There a several different kings of weight loss surgeries. Now researchers are finding one, which uses a sleeve like contraption to reshape the stomach, can be especially helpful for people who are too heavy for traditional gastric bypass.
Jorge Avila has lost 165 pounds in the last 10 months.
"Just losing weight, exercising, feeling good," said Jorge.
He wanted to have gastric bypass surgery, but at 600 pounds his doctor thought it was too risky.
So they did a "sleeve gastrectomy" instead.
"In a sleeve gastrectomy, what we're doing is trimming down the stomach over a special calibrating tube to one third or one fourth of it's current size," said Dr.
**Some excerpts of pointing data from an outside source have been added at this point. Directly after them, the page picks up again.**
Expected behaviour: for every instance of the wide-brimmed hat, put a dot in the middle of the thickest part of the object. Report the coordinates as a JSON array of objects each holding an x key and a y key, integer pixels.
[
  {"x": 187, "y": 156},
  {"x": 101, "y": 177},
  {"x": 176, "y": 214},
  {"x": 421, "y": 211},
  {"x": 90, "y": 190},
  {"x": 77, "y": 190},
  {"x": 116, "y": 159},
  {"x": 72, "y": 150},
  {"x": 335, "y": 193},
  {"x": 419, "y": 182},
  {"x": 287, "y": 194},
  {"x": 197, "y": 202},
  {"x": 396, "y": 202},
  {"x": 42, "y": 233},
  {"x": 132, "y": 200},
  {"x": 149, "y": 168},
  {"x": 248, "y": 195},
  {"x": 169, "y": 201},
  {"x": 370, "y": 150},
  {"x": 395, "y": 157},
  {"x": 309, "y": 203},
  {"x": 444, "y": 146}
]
Amir Mehran, Director of Bariatric Surgery at UCLA.
It's usually done to help morbidly obese patients lose some weight before they have a gastric bypass.
But surprisingly, for dozens of patients, the less-invasive surgery was all they needed to lose more weight than expected.
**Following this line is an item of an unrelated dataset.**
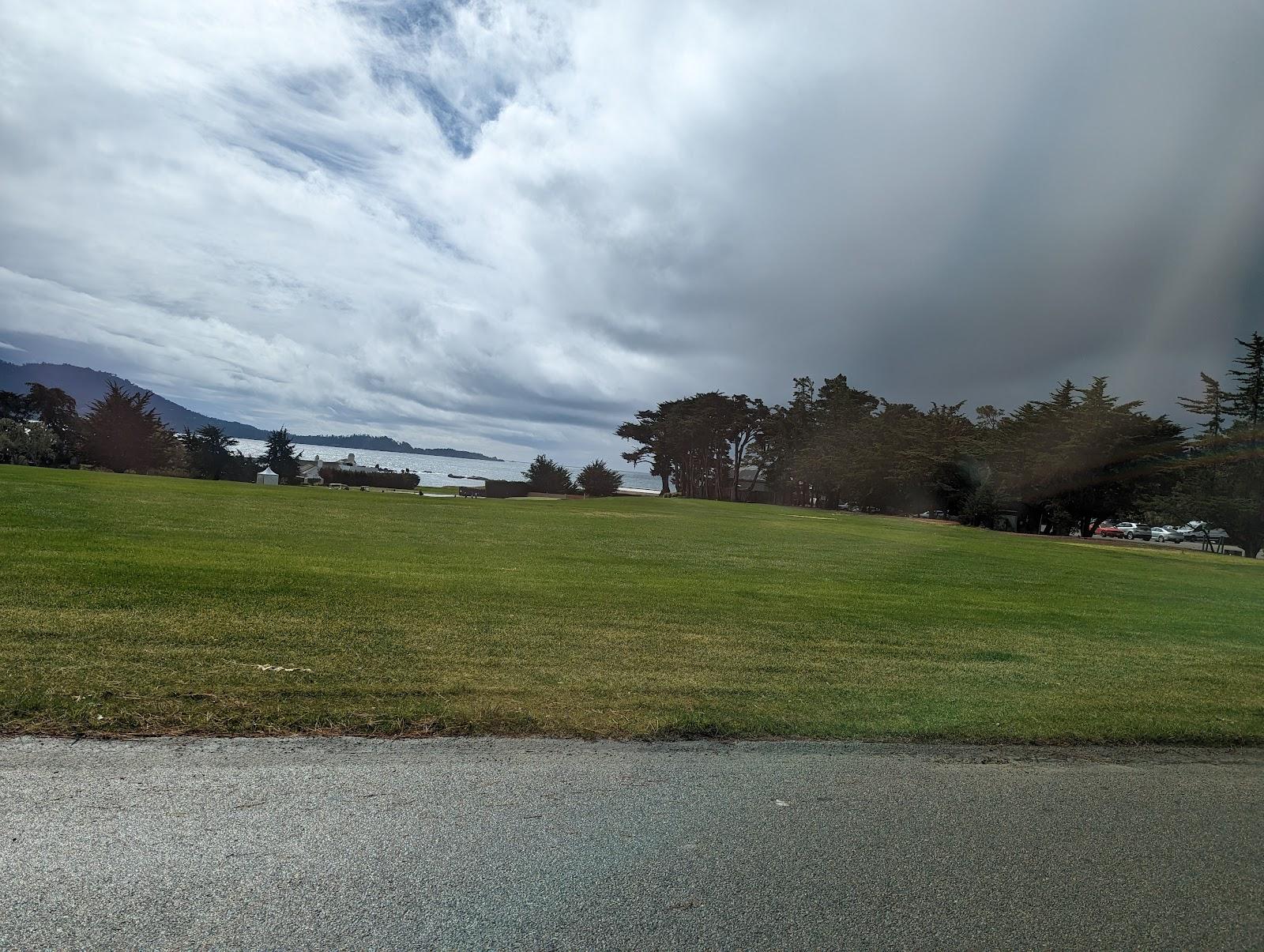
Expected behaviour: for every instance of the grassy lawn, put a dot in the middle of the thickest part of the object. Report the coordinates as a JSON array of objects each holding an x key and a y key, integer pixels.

"Sure enough, I eat maybe and eighth of what I used to eat at a meal and I feel full and you're satisfied and I'm satisfied," said Jorge.
A sleeve gastrectomy is still major surgery and more research is needed. But eventually it could become more common than a gastric bypass.
"If an operation can do it in a safer way and simpler way and really not burning any bridges for anything in the future, that's probably the way to go," said Dr. Mehran.
The Hospital of University of Pennsylvania currently does this procedure and Temple University Hospital is expected to begin doing it within the next six months.